There will be 2 parts to the installation section: installing the carseat with LATCH (that’s Lower Anchors and Tethers for CHildren) and installing the carseat with the vehicle’s seat belt. If it’s not made clear in the carseat manual, choose ONE method only that applies to the seating position you’ve chosen in your back seat and follow that method. If you have a carseat with different ways of installing it, like a convertible that can be installed rear-facing or forward-facing, follow the method of installation (LATCH or seat belt) for the correct direction of the carseat.
For the most part, all you need to know is the daily use of the carseat. How do you tighten/loosen the harness and open/close the buckles? You could probably figure this out all on your own or by looking at the diagrams page. Some carseats have puzzle buckles where you must line the buckle tongs up together before inserting them into the buckle, but those are few and far between. Less frequent is knowing how to change harness slot height or buckle position, if that’s an option. For most instruction manuals, those directions are near the end of the manual, but they will be listed in the table of contents.

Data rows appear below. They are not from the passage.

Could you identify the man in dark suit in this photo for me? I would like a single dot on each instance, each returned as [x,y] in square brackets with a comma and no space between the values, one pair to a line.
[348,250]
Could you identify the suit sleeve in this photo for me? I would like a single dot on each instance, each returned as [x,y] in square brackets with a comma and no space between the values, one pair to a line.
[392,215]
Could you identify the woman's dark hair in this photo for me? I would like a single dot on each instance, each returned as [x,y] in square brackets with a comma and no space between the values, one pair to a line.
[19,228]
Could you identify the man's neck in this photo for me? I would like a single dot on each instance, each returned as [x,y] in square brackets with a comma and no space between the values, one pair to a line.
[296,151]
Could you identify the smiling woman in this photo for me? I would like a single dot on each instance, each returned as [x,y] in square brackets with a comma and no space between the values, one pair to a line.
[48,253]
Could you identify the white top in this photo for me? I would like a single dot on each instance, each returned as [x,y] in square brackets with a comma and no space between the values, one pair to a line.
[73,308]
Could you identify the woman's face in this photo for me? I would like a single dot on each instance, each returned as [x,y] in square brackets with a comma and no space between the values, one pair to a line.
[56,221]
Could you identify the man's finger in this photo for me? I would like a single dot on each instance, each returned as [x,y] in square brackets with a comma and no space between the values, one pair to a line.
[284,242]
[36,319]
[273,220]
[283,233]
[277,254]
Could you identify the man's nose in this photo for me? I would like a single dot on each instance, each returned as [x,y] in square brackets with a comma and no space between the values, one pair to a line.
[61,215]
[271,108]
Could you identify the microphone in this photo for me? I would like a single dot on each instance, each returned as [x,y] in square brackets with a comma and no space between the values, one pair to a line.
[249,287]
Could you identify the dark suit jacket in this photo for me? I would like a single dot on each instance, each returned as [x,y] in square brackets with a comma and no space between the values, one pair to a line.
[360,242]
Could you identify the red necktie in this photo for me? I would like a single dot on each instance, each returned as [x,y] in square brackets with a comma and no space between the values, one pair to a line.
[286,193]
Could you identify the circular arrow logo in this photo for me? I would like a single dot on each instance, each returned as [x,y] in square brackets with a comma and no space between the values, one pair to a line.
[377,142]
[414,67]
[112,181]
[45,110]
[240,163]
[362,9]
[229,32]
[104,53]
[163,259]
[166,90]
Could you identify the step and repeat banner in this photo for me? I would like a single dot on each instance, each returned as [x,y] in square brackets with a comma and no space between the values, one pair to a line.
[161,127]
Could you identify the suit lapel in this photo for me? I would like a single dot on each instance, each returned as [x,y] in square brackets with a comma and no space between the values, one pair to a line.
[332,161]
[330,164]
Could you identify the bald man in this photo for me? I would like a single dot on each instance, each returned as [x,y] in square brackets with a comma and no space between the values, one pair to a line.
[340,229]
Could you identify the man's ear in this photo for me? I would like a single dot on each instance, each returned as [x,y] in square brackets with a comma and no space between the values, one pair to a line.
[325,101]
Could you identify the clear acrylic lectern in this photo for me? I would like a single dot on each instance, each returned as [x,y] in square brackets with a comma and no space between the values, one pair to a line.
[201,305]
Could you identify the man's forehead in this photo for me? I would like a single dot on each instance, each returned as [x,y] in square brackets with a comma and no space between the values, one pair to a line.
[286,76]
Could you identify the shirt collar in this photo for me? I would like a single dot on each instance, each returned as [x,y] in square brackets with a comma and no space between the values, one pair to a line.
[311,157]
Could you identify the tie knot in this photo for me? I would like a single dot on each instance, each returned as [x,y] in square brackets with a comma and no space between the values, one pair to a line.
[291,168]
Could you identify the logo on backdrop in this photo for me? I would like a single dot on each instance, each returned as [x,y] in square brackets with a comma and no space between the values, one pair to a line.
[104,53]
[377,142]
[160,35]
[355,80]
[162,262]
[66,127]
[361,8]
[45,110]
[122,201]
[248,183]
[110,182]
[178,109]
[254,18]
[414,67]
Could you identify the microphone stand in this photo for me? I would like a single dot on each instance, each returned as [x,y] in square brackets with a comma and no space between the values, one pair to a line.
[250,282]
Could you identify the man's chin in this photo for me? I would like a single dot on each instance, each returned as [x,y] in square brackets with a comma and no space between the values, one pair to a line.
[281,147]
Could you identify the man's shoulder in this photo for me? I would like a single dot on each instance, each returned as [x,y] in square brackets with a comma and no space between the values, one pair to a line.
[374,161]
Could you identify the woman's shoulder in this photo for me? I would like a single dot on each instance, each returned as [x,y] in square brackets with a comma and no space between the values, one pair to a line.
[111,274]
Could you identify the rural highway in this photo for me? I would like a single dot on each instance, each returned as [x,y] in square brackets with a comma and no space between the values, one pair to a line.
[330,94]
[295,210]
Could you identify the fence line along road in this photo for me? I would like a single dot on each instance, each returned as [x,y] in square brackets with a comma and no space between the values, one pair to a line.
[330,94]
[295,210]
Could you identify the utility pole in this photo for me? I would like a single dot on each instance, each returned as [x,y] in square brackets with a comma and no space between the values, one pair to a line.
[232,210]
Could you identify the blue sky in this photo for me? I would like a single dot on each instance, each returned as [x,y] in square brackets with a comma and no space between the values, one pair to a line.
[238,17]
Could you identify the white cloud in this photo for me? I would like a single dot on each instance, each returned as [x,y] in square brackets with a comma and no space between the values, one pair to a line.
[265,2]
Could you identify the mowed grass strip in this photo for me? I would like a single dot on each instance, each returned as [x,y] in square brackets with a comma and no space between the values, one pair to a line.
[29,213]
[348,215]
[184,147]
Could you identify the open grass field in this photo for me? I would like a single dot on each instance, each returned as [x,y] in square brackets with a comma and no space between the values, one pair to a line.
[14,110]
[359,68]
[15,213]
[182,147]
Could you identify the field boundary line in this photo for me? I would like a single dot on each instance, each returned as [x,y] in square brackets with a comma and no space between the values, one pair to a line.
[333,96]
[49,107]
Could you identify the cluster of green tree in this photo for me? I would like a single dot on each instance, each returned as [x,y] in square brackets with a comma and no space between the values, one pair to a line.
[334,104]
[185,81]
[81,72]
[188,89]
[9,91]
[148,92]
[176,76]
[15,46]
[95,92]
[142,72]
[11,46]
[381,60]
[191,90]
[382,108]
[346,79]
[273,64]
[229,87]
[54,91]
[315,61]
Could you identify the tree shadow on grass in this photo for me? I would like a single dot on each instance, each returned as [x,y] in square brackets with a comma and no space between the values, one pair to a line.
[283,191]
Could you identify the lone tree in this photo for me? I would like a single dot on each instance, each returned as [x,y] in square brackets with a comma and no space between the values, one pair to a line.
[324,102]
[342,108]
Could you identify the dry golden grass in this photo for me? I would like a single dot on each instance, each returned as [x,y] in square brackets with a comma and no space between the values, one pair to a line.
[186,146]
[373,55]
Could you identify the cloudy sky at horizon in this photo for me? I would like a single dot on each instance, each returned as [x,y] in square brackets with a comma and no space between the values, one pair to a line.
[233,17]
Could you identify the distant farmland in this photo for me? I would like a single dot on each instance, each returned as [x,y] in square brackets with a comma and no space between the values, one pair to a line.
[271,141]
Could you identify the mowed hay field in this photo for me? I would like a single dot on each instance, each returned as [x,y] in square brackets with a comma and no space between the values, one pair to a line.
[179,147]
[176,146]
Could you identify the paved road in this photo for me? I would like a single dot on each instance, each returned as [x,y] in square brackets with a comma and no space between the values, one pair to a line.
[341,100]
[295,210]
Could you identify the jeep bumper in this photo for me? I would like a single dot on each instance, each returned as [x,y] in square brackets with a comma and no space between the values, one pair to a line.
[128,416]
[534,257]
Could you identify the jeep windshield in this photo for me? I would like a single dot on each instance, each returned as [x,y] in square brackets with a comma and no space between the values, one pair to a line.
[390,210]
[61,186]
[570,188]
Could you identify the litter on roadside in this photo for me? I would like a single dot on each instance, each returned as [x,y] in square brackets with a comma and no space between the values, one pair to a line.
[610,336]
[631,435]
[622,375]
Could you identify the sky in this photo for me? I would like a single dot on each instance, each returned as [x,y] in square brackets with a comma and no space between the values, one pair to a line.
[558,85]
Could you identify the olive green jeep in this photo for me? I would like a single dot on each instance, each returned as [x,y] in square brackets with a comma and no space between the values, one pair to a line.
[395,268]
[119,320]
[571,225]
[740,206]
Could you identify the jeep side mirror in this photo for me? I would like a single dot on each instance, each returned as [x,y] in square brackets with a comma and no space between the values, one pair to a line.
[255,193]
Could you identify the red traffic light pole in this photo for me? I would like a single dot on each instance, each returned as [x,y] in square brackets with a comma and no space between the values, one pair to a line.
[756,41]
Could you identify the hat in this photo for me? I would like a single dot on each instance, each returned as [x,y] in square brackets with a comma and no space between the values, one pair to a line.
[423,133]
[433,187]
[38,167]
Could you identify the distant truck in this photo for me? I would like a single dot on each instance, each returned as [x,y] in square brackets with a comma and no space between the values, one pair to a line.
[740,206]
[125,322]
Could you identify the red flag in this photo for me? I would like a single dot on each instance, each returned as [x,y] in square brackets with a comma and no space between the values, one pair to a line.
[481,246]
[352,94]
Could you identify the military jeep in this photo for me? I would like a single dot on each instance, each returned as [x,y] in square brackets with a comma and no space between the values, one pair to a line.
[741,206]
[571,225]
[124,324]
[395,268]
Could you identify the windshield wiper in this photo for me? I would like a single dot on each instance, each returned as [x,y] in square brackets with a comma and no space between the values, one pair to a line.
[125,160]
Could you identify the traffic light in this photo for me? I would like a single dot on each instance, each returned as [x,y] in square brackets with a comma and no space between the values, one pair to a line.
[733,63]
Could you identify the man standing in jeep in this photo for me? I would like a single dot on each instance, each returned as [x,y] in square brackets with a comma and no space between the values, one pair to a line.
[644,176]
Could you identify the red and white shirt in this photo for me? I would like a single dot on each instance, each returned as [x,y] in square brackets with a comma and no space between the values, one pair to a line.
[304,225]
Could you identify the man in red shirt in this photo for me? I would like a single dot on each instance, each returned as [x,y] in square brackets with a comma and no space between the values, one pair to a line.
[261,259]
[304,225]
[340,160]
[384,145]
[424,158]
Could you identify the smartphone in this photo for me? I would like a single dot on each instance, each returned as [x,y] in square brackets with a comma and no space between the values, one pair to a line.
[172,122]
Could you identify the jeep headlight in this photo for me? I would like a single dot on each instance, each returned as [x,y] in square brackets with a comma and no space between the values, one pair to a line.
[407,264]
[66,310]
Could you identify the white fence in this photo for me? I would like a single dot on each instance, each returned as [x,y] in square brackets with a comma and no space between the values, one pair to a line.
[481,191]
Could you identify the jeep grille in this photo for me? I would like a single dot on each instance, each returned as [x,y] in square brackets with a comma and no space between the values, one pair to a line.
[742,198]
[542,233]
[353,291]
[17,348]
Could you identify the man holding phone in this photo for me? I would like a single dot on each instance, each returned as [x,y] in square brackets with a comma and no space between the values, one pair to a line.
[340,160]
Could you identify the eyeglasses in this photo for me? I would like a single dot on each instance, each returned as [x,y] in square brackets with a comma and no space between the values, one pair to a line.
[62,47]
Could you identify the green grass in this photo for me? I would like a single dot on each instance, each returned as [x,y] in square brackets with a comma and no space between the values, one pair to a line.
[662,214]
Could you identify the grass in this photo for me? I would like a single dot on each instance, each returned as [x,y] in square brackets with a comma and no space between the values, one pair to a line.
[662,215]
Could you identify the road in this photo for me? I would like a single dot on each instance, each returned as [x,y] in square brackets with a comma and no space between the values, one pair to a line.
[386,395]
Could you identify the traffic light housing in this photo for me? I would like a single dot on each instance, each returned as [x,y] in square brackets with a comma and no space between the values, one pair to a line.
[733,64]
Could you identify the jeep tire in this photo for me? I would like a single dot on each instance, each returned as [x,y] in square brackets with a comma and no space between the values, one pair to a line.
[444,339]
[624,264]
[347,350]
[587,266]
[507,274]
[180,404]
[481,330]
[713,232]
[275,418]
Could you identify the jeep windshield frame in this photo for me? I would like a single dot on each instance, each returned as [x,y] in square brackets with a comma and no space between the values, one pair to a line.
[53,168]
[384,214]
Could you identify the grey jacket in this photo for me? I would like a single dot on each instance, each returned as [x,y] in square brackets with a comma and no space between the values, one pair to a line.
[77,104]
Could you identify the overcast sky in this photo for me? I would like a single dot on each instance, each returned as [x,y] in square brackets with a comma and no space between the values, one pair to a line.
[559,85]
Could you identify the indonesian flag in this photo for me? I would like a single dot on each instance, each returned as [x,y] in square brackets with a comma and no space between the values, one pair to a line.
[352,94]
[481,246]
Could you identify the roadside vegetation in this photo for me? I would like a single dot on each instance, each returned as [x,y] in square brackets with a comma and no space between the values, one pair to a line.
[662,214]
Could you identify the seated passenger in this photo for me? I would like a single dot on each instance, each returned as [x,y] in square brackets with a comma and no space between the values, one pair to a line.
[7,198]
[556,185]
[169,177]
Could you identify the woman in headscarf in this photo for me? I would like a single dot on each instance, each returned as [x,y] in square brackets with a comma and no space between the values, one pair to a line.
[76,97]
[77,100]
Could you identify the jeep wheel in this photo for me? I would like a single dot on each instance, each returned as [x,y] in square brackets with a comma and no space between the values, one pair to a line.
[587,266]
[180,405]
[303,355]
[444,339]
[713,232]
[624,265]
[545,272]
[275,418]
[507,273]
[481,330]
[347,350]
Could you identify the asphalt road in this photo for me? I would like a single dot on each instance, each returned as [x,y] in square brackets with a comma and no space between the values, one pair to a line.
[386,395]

How to wash the cover is usually on one of the last pages, as is caring for the harness. If in doubt or you can’t find instructions on how to care for the cover or the harness, look for tags. Covers can always be hand-washed in gentle detergent and air dried (rolling in a towel helps remove excess water). Harnesses should never be machine washed or submerged. Take a damp washcloth and wipe clean. Some manufacturers allow a mild diluted soap to be used, but remember that you can’t submerge the harness to rinse it off, so it’s best to do what you can with a washcloth. Contact the manufacturer directly for harness washing instructions. The number is on a sticker on the side of the carseat.
So, didn’t you just basically read the whole darn manual? Well, yeah. But there are some things that you need to pay more attention to *right now* than others, right? Like, are you changing the harness height every day? No. So tuck that section back in your memory and remember things like the harness is always below the shoulders when rear-facing and always above the shoulders when forward-facing and you’re golden.